The code wasn’t that hard for our developers, for openCV or pyNetworkTables. They looked at tutorials at pyImageSearch, it’s a great resource. I think we were getting in the 20-30fps, but I would have to review our driver station videos. We would process on the Pi, calculate a few things such as, (x,y), area, height, (x,y) of center of image and such. This information would be sent via pyNetworkTables to the robot code. The robot code would use this information as input to elevation PID and Drivetrain PID.

The images were also sent via mjpg-streamer to the driverstation for drivers to see, but it’s not really needed. We just liked seeing the shooter camera.

We’d be happy to help, just PM me.


We used a modified version of TowerTracker for autonomous alignment and a flashlight for teleop alignment.
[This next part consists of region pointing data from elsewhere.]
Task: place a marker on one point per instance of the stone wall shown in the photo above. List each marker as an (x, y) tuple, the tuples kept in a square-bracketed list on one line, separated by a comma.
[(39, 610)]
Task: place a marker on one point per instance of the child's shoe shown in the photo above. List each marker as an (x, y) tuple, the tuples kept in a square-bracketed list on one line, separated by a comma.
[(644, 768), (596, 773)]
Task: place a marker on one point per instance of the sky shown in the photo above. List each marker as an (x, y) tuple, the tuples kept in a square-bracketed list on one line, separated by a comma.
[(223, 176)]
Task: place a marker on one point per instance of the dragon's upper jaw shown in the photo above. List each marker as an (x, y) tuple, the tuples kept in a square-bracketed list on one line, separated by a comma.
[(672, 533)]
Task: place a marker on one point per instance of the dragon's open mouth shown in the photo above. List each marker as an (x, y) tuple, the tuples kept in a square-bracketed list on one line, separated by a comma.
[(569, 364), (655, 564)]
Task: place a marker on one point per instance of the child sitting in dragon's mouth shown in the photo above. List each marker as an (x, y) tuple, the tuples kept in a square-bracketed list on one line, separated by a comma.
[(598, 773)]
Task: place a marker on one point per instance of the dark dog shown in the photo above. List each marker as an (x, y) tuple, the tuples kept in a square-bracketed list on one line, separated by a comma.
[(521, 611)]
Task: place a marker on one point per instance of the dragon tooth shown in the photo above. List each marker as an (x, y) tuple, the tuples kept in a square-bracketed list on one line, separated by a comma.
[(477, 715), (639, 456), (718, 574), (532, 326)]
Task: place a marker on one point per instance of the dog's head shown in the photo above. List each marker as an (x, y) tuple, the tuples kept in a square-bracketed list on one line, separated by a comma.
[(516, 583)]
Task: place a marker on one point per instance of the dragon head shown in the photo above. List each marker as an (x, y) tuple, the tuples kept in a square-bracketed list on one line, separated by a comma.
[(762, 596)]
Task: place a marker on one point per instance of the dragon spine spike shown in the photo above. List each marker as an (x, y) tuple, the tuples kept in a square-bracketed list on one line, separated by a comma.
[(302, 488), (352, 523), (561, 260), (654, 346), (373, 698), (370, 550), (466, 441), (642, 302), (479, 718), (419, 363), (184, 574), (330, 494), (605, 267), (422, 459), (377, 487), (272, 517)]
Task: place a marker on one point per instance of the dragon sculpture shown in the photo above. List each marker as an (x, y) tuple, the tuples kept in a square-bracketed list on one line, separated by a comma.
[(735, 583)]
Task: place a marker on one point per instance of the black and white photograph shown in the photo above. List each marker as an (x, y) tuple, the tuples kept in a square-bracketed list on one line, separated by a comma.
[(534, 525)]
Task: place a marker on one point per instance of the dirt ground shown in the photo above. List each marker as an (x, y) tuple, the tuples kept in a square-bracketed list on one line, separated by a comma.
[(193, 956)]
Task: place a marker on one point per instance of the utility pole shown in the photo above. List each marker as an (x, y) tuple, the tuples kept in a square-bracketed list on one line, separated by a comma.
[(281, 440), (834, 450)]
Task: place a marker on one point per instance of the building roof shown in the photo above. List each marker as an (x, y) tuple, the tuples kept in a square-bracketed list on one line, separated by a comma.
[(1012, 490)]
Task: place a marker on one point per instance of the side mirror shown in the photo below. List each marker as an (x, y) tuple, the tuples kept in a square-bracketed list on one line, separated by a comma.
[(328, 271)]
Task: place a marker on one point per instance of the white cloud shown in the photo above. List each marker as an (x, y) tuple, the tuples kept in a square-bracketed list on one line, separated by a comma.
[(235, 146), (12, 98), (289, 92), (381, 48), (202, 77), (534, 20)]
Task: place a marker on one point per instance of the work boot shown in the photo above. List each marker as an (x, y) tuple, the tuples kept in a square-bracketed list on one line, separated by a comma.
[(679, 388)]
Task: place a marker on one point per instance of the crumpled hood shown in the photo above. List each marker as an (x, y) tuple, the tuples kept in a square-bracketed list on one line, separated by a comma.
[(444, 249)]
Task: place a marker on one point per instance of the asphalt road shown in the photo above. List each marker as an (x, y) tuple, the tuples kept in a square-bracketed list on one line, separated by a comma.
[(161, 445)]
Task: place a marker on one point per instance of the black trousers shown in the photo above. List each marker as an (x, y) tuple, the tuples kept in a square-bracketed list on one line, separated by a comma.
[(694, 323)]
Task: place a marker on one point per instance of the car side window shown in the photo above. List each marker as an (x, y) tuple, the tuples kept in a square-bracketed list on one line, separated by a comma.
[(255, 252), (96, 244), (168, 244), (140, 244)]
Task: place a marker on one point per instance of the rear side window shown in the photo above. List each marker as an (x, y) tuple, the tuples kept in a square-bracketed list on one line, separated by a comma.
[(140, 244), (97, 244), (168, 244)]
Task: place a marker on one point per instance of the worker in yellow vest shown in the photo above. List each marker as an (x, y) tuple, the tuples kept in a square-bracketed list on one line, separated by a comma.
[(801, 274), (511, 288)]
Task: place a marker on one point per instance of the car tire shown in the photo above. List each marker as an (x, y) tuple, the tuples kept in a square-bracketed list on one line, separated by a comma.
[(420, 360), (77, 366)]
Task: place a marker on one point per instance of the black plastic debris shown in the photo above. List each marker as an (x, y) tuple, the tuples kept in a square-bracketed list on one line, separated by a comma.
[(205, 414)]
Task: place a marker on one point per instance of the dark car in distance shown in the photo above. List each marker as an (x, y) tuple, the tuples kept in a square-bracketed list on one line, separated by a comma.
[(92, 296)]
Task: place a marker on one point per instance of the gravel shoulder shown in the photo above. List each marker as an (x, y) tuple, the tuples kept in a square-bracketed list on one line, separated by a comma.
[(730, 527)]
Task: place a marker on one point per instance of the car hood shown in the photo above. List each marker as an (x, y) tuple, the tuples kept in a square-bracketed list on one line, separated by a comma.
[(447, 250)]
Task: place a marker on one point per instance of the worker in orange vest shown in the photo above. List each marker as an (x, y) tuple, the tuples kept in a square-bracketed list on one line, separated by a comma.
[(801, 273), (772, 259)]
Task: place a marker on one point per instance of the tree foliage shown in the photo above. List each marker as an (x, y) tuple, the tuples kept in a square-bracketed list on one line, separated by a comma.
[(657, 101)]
Team 987 used an onboard Jetson TK1 for our vision tracking. We programmed it with C++ code using openCV. The Jetson sends target information to the roborio with tcp packets. From there a compressed low frame rate stream was sent to the driver station for diagnostics. The low frame rate stream used very little bandwidth to ensure we stay well under the maximum (it used around 500 KB/s).

We ended up using the RoboRio with a USB Camera, but we attempt to uses opencv on Jetson, begalbone black and raspberry pi 3. We scraped the jetson after realizing how hard we were landing after hitting a defence. (But we had opencv working) then we had the begalbone scraped after the raspberry pi 3 was released. We got the pi to work after 16 hours of compiling opencv but we ran out if time.

IP Camera. Custom Code on the Driver Station.

Vision program written in C++. It took the picture off the Smart Dashboard, and processed it. Pretty ingenious code. He looked for “corners”. Rated each pixel for the likelihood it was a corner (top corner, bottom left corner, bottom right corner). the largest grouping was declared a corner.

Our programmers want to clean things up and then we’ll be open sourcing our code. With pyNetworkTables, you have to static IP, otherwise it won’t work on the FMS.

FYI, for Python/OpenCV, the installation of OpenCV takes 4 hours after you have the OS. We used Raspbian (Wheezy, I think). PyImageSearch has the steps on how to install OpenCV and Python on Raspian. 2hrs to install packages, and the final step, a 2hr compile.

We used the Pi 2. The Pi 3 came out midway through the build season and we didn’t want to change. The Pi 3 might be faster, we’re going to test to see what the difference is.


Wow that long?

I am extremely new to open-CV and python do you have any good places to start?

The installation takes a long time because you need to build it on the pi, which does take several hours. Which language are you looking to get started on?

We used an Axis IP Camera and a Raspberry Pi running a modified version of Team 3019’s TowerTracker OpenCV java program. I believe someone posted about it earlier in this thread.